Shahbaz did not let that happen. His spell gave Pant a little room in a match that kept tightening.
Still, RCB did not go quietly. Krunal Pandya made 28 from 16 balls. Shepherd added 23 from 15 balls. Together, they dragged the match into a final-over finish.
That is where T20 becomes less about long plans and more about nerve. One wide yorker missed by an inch becomes 6. One slower ball read early disappears into the stands.
Pant’s gamble survives final over
Pant’s decision to use Digvesh Rathi for the last over was brave. Some would call it risky. Against Shepherd, with 20 needed, it was the kind of call captains are judged on.
Rathi had to defend a target that was difficult, but not impossible. He gave away only 10 runs. That was enough to seal LSG’s 9-run win.
For Pant, this was captaincy with a clear message. He trusted a spinner in a pressure over instead of hiding him. It paid off, and those moments matter inside a dressing room.
For LSG, the win keeps their playoff hopes alive, though the path still depends on results and calculations. The phrase “still alive” can sound dramatic, but in the IPL it is often accurate.
One win does not solve a season. It does, however, keep belief from leaving the room.
RCB, meanwhile, missed a chance to move to number 1. That will sting because champions know the value of finishing high. A top spot gives breathing space, confidence and sometimes better playoff matchups.
This defeat also reminds RCB of an old T20 truth. Big batting line-ups can cover many flaws, but early wickets still expose everyone. When Kohli and Bethell fell inside 2 overs, the chase became a climb.
What this result really changes
For fans, the points table will now get the usual late-season treatment. Net run rate, remaining fixtures and “if this team beats that team” conversations will flood WhatsApp groups.
But inside the teams, the takeaways are simpler.
LSG found a match-winning century from Marsh. They saw Pant finish an innings sharply. They also saw Prince Yadav and Rathi handle moments that can build reputations.
RCB found fight after a poor start, especially through Patidar and Tim David. But they will know they let the game drift during Lucknow’s innings. They also lost wickets whenever they seemed ready to take charge.
That is the cruelty of the IPL. A team can play well for 30 overs across a match and still lose the 8 overs that decide everything.

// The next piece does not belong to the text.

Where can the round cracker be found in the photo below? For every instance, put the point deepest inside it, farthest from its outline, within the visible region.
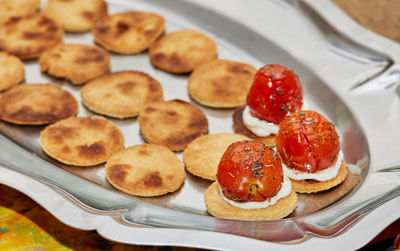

For ordinary viewers, this was exactly why the league keeps pulling people back. A rain-hit match, a revised target, a hundred, a duck for a superstar, and a final-over gamble. It had the full plate.
LSG are not safe yet. RCB are not in trouble yet. But both teams learned something under pressure.
As the playoff race tightens, nights like this become more than entertainment. They become evidence. Who holds shape when the target jumps? Who backs a young bowler? Who blinks first? On this night in Lucknow, RCB blinked, and LSG stayed alive.